|Date||January 1, 2007|
I have spent the last academic year in an Evangelical School in the Middle East telling them about God’s love and how they should respond to what Jesus has done.
I taught a class of 8 and 9 year olds for most of the time. Although I am not a qualified teacher (yet), God really helped me get into the swing of teaching. This gave me the chance to become really good friends with ‘my children’ and now they feel like little brothers and sisters to me! They learnt a lot over the year and their English improved greatly. I learnt a lot too and managed to understand long division for the first time!
During the week I also gave my class a Bible lesson where we read and discussed events from the Bible. Sometimes I had to cut short the streams of questions they asked, as there simply wasn’t time to answer every single one! On Thursdays I lead the chapel time in the morning, for Years 1-6; singing songs and talking about a Bible story. It was lovely to see my children’s understanding of Jesus increase over the year.
Teaching there is a very different thing to the UK. We live in an age in which using computers in the classroom is compulsory. However, where I was, you couldn’t even guarantee an electricity supply! There were usually 4-8 hours without electricity each day – some days had only 2 hours of power – so I frequently had to abandon computer lessons, singing songs off the projector and every other “normal” activity that requires electricity! We did have a diesel generator at the school, but its use was rationed because of the cost – this led to some fairly miserable, wet, snowy, winter days.
Being a Christian, my job didn’t finish at 3pm when the kids had gone home. We (the staff at the school) tried to act as Jesus would all the time; trying to show his love for us to everyone we came across. Some good discussions were had with the parents and families neighbouring the school. They listen well and some are genuinely interested in what we have to say. Whoever we met – a main opposition MP, Palestinians, Jordanians, Lebanese, Syrians, Muslims, nominal Christians, Druze and even members of an organisation classed as ‘terrorists’; we tried to show them Jesus and used words whenever the opportunity arose.
There were a few cultural hurdles to jump adjusting to life in the Middle East. One of the major blunders I made was during the Christmas play preparations. My class played the nativity scene. Casting Mary and Joseph was easy, but the animals proved to be a cultural minefield. Parents took particular dislike to donkeys, horses, goats and, in one case, animals full stop. Unknown to me, ‘donkey’ is fairly high up on the Arabic swear-words list! The kids came in with threats from their parents saying that their children were not going to come to school if they had to be a particular animal. There wasn’t much I could do, as we needed people to play the animals. The boy playing Joseph turned up wearing a Batman costume – his family had obviously never heard the story of Jesus’ birth before!
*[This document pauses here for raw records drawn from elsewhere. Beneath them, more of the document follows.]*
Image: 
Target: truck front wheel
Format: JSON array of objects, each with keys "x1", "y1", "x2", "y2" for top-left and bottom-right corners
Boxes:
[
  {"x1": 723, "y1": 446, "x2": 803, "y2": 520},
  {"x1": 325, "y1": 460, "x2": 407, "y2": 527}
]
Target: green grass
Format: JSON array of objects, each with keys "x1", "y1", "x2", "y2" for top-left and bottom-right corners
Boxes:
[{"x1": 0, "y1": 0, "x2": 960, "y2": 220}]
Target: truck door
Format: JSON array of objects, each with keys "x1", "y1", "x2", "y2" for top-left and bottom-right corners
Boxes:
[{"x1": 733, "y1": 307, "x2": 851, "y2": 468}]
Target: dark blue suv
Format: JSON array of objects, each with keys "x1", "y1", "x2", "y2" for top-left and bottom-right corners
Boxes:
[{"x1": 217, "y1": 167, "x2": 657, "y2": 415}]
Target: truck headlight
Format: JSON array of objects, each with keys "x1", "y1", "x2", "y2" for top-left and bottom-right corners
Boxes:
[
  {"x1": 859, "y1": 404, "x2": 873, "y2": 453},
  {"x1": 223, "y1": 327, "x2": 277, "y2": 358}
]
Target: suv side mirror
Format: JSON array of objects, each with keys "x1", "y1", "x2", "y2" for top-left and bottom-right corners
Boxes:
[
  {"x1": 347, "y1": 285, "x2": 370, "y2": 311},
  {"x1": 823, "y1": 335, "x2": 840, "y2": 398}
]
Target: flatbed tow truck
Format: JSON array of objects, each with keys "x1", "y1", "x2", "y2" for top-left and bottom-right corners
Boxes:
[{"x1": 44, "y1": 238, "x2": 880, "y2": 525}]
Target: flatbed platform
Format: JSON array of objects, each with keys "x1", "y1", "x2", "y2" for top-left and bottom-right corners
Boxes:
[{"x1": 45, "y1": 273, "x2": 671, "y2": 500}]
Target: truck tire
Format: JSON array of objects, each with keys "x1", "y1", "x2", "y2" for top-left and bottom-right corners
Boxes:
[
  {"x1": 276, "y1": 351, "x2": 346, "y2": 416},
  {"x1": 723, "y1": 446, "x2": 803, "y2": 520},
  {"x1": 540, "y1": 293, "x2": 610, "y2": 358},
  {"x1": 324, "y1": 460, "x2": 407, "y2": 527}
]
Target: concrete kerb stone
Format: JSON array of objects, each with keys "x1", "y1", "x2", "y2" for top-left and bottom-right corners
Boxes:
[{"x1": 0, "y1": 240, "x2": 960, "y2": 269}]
I got it all sorted in the end.
You would be wrong to think that the sale of alcohol in the Middle East is prohibited everywhere. Where I lived, whisky cost less than surgical alcohol and a lot of the local men drank heavily. The mother of one boy in my class put whisky in his water to help his hayfever! I caught four of my class drinking neat whisky at breaktime (these were 8 and 9 year olds). I was not expecting this sort of thing in the Middle East!
Neither was I expecting everyone to be extremely fearful of a solar eclipse. The government closed all the state schools and the parents wouldn’t send their children to school in case they went blind. Some families hung blankets over their windows to protect them from the ‘poisonous rays’. I however gave a great science lesson to the 5 of my class who turned up – and none of us are blind!
Despite all our cultural differences, I never came across an Arab that was openly hostile to me (apart from one taxi driver that is who assumed I would pay him double as I was British!). Their friendliness to strangers is embarrassing and really puts us to shame. I’d like to encourage you to go there, there’s much more to the Middle East than the news shows. Having said that, few countries in the region have escaped trouble and strife over the years. I left the Middle East three days before the war between Israel and Hezbollah started. The wars in Iraq, Afghanistan and the Palestinian Territories have been raging for so many years. Now tensions are building in Iran – will it turn into open warfare too? The people need to hear the gospel and people like you need to tell them.
Remember what Jesus said in Matthew 9v37 “The harvest is large, but the workers are few.” The Arab World needs you. The whole world needs you.